The relatively short time spent on swimsuits on store shelves also contributes to the rise in clothing prices. Peak customer demand is limited to a few months of the year, so it takes less time for designers to produce clothing overseas and send it back to the US. A tight schedule and smaller orders means they get less manufacturing discounts. The designer’s output is only a small part of the blockbuster branded products, and they pay more for the production of limited edition clothing – for example, Colletto takes unusual steps to make suits at her factory in Vienna, Virginia, to avoid trouble. Overseas manufacturing costs are high.

While seasonality may bring some extra cost to the price of your new bikini, it’s not as hard to find an off-season suit as it used to be. Buying a swimwear used to go to a department store sometime between the last snowfall and the first air conditioner, but the increase in online shopping made swimwear a year-round adventure. Online retailers can sell bikinis to Australians planning a beach vacation, while Americans are storing winter jackets and snow boots. Web-based stores can also offer more sizes, especially sizes. “The large size swimwear at ModCloth is a huge growth opportunity and we have seen great success,” says Fetto. Unfortunately, for consumers, longer shopping seasons and larger sizes have not translated into lower prices.

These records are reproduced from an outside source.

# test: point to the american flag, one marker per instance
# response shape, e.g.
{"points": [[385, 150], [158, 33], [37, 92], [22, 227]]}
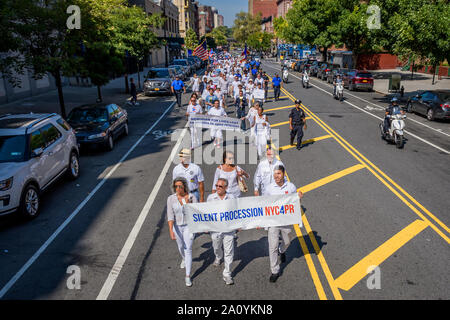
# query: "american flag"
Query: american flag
{"points": [[201, 51]]}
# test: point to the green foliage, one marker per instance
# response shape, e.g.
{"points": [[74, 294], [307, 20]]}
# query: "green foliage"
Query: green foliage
{"points": [[191, 40], [245, 25], [220, 38]]}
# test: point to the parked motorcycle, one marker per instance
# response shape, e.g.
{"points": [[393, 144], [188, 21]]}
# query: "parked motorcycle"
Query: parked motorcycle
{"points": [[285, 76], [339, 92], [395, 132]]}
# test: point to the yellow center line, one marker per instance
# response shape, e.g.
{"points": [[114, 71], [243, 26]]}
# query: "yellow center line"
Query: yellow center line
{"points": [[369, 167], [305, 142], [353, 275], [279, 108], [331, 178]]}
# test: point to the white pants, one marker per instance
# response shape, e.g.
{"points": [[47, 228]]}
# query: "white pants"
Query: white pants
{"points": [[275, 246], [184, 242], [216, 133], [227, 240], [195, 137]]}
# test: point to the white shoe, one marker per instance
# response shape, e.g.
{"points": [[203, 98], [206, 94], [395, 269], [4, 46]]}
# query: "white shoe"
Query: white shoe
{"points": [[228, 280], [216, 263]]}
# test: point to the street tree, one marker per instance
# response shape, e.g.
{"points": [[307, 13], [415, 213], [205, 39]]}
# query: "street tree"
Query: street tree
{"points": [[245, 25]]}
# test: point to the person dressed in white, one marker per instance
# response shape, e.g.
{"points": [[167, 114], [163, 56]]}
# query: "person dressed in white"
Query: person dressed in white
{"points": [[279, 186], [195, 83], [235, 85], [262, 131], [264, 173], [219, 112], [223, 85], [193, 109], [229, 171], [223, 241], [192, 173], [252, 113], [219, 94], [178, 228], [258, 94], [249, 90]]}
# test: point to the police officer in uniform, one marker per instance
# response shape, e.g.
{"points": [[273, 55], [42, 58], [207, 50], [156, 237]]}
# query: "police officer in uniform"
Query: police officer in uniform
{"points": [[276, 84], [177, 87], [296, 123]]}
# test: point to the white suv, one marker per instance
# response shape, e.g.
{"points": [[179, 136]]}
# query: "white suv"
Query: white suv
{"points": [[35, 150]]}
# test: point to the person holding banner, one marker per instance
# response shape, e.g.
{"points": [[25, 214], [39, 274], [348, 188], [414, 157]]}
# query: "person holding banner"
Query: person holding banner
{"points": [[178, 228], [262, 131], [223, 241], [278, 187], [241, 103], [218, 111], [192, 173], [195, 83], [231, 172], [264, 173], [193, 109]]}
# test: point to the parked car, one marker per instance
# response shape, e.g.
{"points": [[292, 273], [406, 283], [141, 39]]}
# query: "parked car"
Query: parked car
{"points": [[358, 79], [179, 71], [195, 62], [336, 71], [433, 104], [159, 80], [183, 63], [315, 66], [98, 124], [322, 70], [35, 150]]}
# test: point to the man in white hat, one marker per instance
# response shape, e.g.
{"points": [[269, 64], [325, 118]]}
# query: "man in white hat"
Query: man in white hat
{"points": [[192, 173]]}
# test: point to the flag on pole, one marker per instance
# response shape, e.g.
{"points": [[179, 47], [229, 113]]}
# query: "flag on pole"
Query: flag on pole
{"points": [[244, 53], [201, 51]]}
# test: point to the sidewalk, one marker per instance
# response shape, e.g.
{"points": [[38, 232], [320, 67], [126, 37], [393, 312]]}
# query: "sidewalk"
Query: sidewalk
{"points": [[420, 82], [48, 102]]}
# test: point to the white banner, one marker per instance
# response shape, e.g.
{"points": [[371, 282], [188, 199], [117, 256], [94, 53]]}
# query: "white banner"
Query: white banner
{"points": [[213, 122], [243, 213]]}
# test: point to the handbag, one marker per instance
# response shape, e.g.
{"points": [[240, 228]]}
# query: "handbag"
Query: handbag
{"points": [[242, 185]]}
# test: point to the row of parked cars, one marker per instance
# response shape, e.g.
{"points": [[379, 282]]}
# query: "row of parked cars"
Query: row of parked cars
{"points": [[159, 80], [353, 79], [37, 149]]}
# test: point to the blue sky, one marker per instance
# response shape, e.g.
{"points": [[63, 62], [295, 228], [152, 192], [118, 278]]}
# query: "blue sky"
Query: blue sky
{"points": [[227, 8]]}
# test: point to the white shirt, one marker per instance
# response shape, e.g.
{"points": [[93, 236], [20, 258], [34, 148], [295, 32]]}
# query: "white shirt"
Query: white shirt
{"points": [[193, 109], [264, 174], [286, 188], [215, 197], [260, 80], [258, 94], [193, 175], [217, 112]]}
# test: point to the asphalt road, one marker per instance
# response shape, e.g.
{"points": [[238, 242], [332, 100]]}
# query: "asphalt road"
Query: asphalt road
{"points": [[365, 203]]}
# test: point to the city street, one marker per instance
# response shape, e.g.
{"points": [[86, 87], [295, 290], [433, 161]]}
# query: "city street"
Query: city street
{"points": [[366, 203]]}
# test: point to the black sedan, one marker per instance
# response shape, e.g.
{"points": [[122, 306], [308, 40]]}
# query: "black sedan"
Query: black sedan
{"points": [[98, 124], [433, 104]]}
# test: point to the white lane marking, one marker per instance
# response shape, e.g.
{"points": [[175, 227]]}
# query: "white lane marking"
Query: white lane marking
{"points": [[120, 261], [36, 255], [411, 134], [381, 108]]}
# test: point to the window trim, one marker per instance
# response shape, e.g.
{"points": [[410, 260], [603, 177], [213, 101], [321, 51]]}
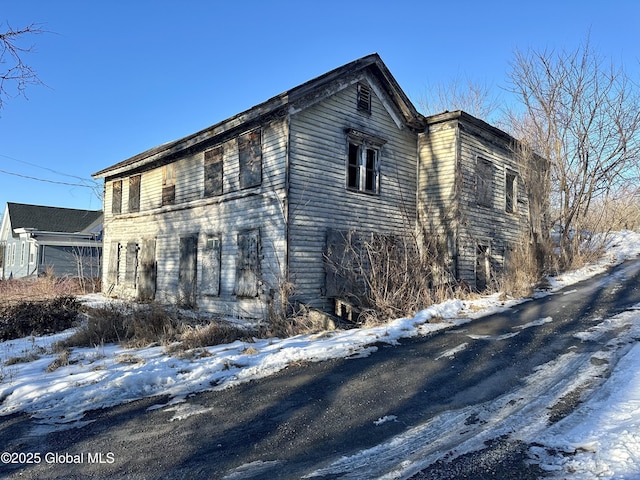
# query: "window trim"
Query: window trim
{"points": [[116, 194], [514, 191], [485, 199], [363, 98], [169, 184], [135, 187], [361, 144]]}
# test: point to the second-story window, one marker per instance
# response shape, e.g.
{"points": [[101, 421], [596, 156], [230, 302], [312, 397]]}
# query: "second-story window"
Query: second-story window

But swimwear, such as swimming itself, has long been democratic, said Christine Schmidt, author of The Swimsuit: Fashion From Poolside to Catwalk. Just as you don’t need to travel to the French Riviera to escape the heat, you don’t need to empty your savings account and change to a suit that feels like a million dollars. In the 1920s, you can make swimsuits at home from patterns purchased at the store, or you can buy a suit from one of the newly created French elite fashion designer collections. Today, the swimwear industry – a business with an annual turnover of $ 3.5 billion, according to the NPD Group, women’s swimwear accounts for 70% of the market share – is full of competition. Retailers like Target and H&M sell low-cost alternatives, even the most basic suits – small black bikinis – in Victoria’s secret retail double or Dolce & Gabbana labels ten times. More competition leads to lower prices – more excuses to wander around the pool. Just don’t forget the sunscreen.